The Kelly File reacted to a letter by 50 U.S. Senators urging the N.F.L. demand the Washington Redskins change its name. First, guest Ben Shapiro whitesplained to Native Americans this should be "about a hundred on the list of issues facing Native American communities today." Later, host Megyn Kelly “asked” Shapiro for his thoughts on Congress “trying to, sort of, curtail the speech rights, basically of a professional football team.”
You may recall Ben Shapiro is the guy behind the bogus accusation that Chuck Hagel, then the Secretary of Defense nominee, accepted money from a group called “Friends of Hamas.” He’s also one of the guys behind the big Hannity “race tape” “exclusive” – revealing who then-law student Barack Obama hugged in 1990. The one that quickly became a Twitter joke. And the one that Shapiro complained the rest of the media was too lazy to uncover.
Not surprisingly, host Megyn Kelly mentioned none of that. Why cast any doubt on Shapiro’s upcoming scold of Native Americans? In addition to sportscaster – and Fox News contributor – Jim Gray (a man with a controversial history of his own), the lone voice advocating for the name change was Simon Moya-Smith, of Indian Country Today. He explained that the term “Redskin” is a “dictionary-defined slur.” He added, “So I don’t know where the debate is.”
I guess he didn’t know that Fox News is the network where insulting minorities is viewed as legitimate opinion not to be squelched.
Kelly asked, “You don’t see any distinction what’s in somebody’s head and what’s in somebody’s heart? Do you think that the team owner of the Redskins is a racist man?”

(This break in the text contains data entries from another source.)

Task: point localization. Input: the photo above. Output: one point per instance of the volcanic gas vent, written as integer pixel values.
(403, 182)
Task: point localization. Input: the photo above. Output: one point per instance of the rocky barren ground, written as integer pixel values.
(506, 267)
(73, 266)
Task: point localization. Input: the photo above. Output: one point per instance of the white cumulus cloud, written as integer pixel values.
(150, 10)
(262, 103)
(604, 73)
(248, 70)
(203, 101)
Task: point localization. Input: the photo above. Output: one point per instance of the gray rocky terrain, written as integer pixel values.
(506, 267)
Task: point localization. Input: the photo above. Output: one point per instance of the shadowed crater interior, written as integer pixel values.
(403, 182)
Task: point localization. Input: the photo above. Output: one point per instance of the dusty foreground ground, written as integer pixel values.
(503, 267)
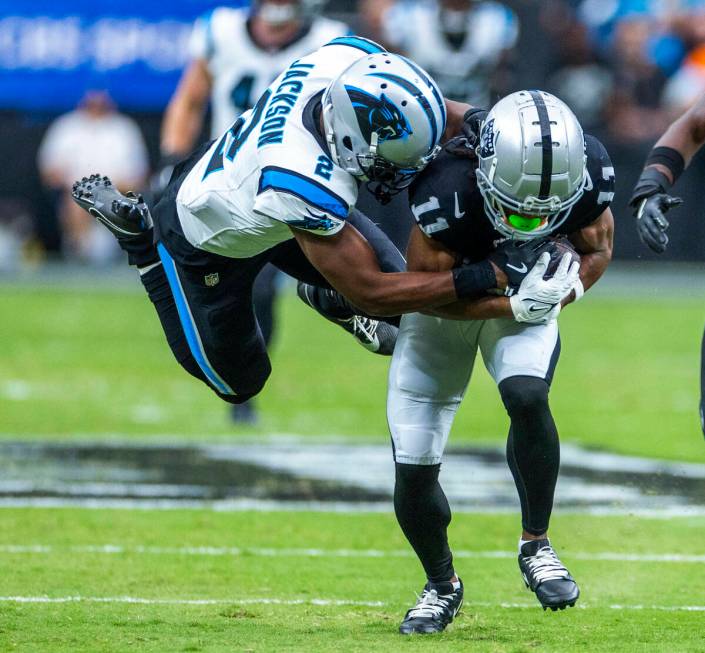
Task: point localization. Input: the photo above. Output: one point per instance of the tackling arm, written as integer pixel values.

She showed no such skepticism with Shapiro when he condescendingly lectured Native Americans – and suggested they have no business complaining about anyone else but their own shiftless selves:
The political games that are being played here are absolutely ridiculous. The fact is that 49% of Native American kids were not graduating high school. As of 2010, only three were going on to college, only 10% of those were graduating in four years. And the Senate is focused on the name of the Washington Redsakins – as though that’s the biggest problem facing the Native American community? The name of the Washington Redskins is about a hundred on the list of issues facing Native American communities today.
It was just the same sensitivity we saw on Fox toward African Americans after George Zimmerman was acquitted - i.e. none. Fox made a point of using that time of anguish in the black community as an(other) opportunity to malign people of color.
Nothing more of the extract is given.